Singtel software-defined branch service supports multiple VNFs at existing or new branch offices and can be hosted on white boxes, according to a company statement.

“Enterprises can also add new functions, such as unified threat management, to the same hardware without incurring additional installation charges,” the statement said.

Singtel released its SD-WAN services in 2015, following up with cloud-based NFV in 2016.

MegaPath secures its managed SD-WAN with Fortinet

MegaPath boosted its managed SD-WAN portfolio with security from Fortinet. The integration, announced last week, adds Fortinet Security Fabric to MegaPath’s enterprise SD-WAN services. The Fortinet software segments the network, allows for centralized management and orchestration and automates threat responses.

MegaPath underpins its SD-WAN portfolio with SD-WAN technologies from a pool of different SD-WAN vendors, including VeloCloud.
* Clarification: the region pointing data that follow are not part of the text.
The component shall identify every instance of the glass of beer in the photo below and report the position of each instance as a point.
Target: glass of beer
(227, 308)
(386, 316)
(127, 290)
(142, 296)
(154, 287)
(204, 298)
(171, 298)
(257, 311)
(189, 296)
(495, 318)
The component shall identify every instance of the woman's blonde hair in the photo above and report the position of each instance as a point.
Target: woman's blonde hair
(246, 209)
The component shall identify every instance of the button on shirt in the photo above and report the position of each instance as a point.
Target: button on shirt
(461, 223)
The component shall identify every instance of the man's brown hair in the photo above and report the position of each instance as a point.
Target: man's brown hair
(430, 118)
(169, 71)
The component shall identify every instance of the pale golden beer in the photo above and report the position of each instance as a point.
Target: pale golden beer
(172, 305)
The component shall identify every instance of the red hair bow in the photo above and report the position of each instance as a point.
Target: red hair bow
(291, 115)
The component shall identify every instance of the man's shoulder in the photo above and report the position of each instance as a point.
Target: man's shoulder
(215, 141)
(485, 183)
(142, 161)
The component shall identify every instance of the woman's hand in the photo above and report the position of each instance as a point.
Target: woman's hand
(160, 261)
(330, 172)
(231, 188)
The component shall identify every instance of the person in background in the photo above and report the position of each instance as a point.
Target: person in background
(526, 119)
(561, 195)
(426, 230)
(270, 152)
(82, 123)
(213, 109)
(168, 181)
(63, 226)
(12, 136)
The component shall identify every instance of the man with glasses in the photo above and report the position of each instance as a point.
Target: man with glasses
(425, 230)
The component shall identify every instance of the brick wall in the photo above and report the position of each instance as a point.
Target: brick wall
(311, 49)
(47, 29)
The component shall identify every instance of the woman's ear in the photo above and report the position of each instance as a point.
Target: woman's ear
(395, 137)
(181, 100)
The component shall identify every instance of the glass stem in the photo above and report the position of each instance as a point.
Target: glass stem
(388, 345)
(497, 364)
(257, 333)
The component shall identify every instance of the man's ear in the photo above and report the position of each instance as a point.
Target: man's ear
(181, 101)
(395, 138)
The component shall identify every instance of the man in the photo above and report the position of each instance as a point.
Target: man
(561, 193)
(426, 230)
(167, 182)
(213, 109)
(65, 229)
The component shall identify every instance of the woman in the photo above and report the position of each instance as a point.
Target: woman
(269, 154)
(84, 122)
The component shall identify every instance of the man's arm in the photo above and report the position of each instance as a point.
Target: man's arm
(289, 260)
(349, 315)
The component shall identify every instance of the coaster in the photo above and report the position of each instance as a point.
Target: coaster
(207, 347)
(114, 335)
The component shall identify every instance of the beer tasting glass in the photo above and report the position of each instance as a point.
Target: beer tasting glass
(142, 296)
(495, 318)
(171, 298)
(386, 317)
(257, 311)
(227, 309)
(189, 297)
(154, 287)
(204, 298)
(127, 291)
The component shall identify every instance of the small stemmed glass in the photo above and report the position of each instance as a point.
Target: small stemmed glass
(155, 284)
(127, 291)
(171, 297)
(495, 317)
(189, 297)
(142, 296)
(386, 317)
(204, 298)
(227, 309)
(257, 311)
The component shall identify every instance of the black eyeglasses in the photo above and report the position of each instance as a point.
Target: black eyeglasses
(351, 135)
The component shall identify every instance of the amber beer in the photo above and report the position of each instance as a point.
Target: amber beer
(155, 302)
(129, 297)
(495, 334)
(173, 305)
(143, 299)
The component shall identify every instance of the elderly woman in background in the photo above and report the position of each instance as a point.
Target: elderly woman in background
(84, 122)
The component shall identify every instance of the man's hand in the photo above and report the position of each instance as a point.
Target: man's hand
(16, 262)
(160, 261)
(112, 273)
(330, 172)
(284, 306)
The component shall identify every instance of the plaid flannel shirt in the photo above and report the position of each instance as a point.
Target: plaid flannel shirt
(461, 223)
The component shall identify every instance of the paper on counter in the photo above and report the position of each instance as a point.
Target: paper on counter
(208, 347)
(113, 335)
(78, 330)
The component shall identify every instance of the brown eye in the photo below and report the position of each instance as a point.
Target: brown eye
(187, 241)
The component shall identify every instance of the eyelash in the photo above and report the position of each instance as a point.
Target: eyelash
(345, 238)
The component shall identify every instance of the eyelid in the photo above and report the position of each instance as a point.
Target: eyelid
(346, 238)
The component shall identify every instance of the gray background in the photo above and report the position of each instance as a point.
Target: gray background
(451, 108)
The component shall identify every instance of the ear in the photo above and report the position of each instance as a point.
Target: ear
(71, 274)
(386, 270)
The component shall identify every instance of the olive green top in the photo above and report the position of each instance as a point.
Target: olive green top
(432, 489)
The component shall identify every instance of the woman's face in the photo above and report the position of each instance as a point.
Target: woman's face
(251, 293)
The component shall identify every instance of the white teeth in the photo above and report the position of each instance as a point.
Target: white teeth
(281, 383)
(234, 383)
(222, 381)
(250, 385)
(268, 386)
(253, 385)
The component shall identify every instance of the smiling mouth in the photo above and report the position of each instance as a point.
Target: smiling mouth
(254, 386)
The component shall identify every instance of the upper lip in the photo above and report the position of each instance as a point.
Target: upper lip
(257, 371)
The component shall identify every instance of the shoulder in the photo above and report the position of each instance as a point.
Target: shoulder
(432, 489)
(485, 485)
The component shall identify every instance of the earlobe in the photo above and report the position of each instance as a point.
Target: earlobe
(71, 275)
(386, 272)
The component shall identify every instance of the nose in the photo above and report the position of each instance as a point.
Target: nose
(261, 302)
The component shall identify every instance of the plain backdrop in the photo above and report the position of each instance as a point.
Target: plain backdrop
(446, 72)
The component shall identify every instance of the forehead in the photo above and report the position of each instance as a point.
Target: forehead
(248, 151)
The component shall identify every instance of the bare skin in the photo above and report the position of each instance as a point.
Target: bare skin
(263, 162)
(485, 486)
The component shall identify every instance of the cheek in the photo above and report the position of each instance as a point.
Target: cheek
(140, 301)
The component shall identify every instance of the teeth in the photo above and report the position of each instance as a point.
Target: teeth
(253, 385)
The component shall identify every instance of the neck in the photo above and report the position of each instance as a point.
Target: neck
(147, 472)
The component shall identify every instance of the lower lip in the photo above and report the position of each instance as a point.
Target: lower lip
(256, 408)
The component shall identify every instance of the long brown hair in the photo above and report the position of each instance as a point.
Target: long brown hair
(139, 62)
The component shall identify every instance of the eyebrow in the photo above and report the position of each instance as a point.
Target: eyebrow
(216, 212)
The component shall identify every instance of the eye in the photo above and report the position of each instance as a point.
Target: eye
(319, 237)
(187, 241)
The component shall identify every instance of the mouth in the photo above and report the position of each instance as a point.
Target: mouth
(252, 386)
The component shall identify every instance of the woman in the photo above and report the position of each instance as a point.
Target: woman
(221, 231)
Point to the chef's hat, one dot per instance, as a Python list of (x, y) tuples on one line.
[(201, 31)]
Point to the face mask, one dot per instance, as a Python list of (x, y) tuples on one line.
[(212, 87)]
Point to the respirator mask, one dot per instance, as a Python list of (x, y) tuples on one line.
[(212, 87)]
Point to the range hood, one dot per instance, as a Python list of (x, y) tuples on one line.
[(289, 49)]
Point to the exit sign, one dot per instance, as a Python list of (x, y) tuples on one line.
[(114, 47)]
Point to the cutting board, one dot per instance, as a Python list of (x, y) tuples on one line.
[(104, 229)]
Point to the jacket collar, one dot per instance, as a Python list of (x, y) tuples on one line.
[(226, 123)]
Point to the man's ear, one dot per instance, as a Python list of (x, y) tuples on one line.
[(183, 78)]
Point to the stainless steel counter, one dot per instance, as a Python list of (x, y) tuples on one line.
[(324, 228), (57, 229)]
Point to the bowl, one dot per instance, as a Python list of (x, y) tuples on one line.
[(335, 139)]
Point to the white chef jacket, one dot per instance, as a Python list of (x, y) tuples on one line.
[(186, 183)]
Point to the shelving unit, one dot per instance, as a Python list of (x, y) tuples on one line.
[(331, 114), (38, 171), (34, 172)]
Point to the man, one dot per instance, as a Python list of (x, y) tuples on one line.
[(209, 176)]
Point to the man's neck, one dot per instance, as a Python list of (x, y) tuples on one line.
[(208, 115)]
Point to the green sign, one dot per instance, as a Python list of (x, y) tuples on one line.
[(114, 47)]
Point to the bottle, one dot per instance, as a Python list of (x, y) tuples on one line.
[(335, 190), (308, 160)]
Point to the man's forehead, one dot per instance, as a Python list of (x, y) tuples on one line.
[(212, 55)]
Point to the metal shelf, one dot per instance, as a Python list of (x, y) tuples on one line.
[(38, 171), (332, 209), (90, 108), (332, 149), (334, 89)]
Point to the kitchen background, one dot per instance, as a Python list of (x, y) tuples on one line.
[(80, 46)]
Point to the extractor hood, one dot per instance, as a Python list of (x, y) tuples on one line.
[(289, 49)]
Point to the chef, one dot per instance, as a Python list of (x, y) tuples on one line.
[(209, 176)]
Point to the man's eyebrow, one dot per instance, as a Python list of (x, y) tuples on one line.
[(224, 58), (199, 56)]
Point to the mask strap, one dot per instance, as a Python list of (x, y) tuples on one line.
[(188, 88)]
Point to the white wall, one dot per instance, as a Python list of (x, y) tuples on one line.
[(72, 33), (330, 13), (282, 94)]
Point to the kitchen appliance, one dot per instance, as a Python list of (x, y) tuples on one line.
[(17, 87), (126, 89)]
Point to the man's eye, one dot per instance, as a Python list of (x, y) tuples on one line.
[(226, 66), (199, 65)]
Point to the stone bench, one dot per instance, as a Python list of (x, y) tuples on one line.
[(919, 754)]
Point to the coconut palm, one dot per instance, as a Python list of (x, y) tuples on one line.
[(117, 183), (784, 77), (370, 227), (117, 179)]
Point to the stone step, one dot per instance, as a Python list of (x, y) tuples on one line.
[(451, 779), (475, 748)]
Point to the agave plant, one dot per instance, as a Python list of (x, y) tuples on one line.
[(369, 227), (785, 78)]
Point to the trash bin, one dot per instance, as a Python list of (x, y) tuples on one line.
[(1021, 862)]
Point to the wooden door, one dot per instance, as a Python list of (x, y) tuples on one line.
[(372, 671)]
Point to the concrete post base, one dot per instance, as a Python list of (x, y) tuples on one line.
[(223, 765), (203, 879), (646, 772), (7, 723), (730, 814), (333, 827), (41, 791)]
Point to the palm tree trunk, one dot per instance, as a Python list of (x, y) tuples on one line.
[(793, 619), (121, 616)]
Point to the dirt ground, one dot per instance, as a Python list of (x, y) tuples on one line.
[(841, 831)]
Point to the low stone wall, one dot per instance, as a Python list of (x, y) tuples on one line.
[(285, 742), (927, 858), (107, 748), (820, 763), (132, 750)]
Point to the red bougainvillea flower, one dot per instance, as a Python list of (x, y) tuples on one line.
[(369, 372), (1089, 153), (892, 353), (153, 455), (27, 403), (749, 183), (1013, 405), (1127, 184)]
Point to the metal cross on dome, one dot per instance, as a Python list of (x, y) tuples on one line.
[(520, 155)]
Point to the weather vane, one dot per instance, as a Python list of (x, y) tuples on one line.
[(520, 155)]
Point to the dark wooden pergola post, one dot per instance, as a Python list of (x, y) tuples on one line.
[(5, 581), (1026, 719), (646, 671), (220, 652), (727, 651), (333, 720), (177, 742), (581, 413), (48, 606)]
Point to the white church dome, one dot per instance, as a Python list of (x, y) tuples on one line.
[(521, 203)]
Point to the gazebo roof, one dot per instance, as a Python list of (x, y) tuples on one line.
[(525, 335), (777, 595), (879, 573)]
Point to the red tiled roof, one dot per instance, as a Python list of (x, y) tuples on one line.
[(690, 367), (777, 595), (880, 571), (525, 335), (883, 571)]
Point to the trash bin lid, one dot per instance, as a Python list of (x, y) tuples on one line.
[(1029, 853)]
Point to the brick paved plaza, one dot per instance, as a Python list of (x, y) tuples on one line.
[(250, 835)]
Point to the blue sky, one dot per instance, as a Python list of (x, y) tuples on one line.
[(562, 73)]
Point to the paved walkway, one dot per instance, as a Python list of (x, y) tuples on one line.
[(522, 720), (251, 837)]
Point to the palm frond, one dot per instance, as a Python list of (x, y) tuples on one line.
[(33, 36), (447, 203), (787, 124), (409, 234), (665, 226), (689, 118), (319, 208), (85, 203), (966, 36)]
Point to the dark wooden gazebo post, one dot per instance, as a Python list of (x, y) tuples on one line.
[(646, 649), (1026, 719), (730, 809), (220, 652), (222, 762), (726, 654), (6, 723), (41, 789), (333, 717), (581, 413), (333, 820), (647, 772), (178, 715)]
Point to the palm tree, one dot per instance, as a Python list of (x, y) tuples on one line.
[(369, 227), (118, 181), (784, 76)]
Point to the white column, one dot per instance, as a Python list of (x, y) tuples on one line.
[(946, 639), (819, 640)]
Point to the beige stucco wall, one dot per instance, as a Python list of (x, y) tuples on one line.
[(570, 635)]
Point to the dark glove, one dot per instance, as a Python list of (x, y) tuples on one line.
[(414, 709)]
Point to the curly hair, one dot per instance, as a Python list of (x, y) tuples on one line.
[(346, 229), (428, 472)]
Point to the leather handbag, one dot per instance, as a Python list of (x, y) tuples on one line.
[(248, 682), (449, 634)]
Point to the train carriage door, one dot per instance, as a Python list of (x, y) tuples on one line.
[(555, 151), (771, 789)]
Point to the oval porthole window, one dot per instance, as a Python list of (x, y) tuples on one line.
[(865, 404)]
The service provider, based in Pleasanton, Calif., uses a multivendor approach to anchor its customized packages.

FatPipe joins the VNF game

FatPipe Networks earlier this month expanded its SD-WAN portfolio with VNF software supporting a variety of enterprise functions. The VNF platform includes SD-WAN functionality that can be integrated with routing, firewall, security, quality of service and WAN optimization, among other services.

The VNF software can be hosted on FatPipe’s own hardware and on NFV hypervisors, including OpenStack, Amazon Web Services and Microsoft Azure, according to a company statement. The VNF software is pre-installed on FatPipe’s hardware; customers can also roll out third-party VNFs, if desired, the company said.

FatPipe said its features will let enterprises access and deploy more NFV and VNF options, without the complexity that comes with using multiple vendors.

Lanner and 128 Technology move to universal CPE

White box switch vendor Lanner and routing software developer 128 Technology debuted a universal customer premises equipment (uCPE) platform that supports a variety of VNFs and SD-WAN deployments.

The companies made the announcement at the SDN NFV World Congress in The Hague, Netherlands, earlier this month.

Most SD-WAN services run on proprietary boxes installed at a customer’s site; Lanner’s white box appliance will run 128 Technology’s secure vector routing software, which uses session-oriented routing to send IP traffic over predetermined paths. Lanner struck a similar alliance with Versa Networks in 2016, offering customers a white box CPE running Versa’s SD-WAN software.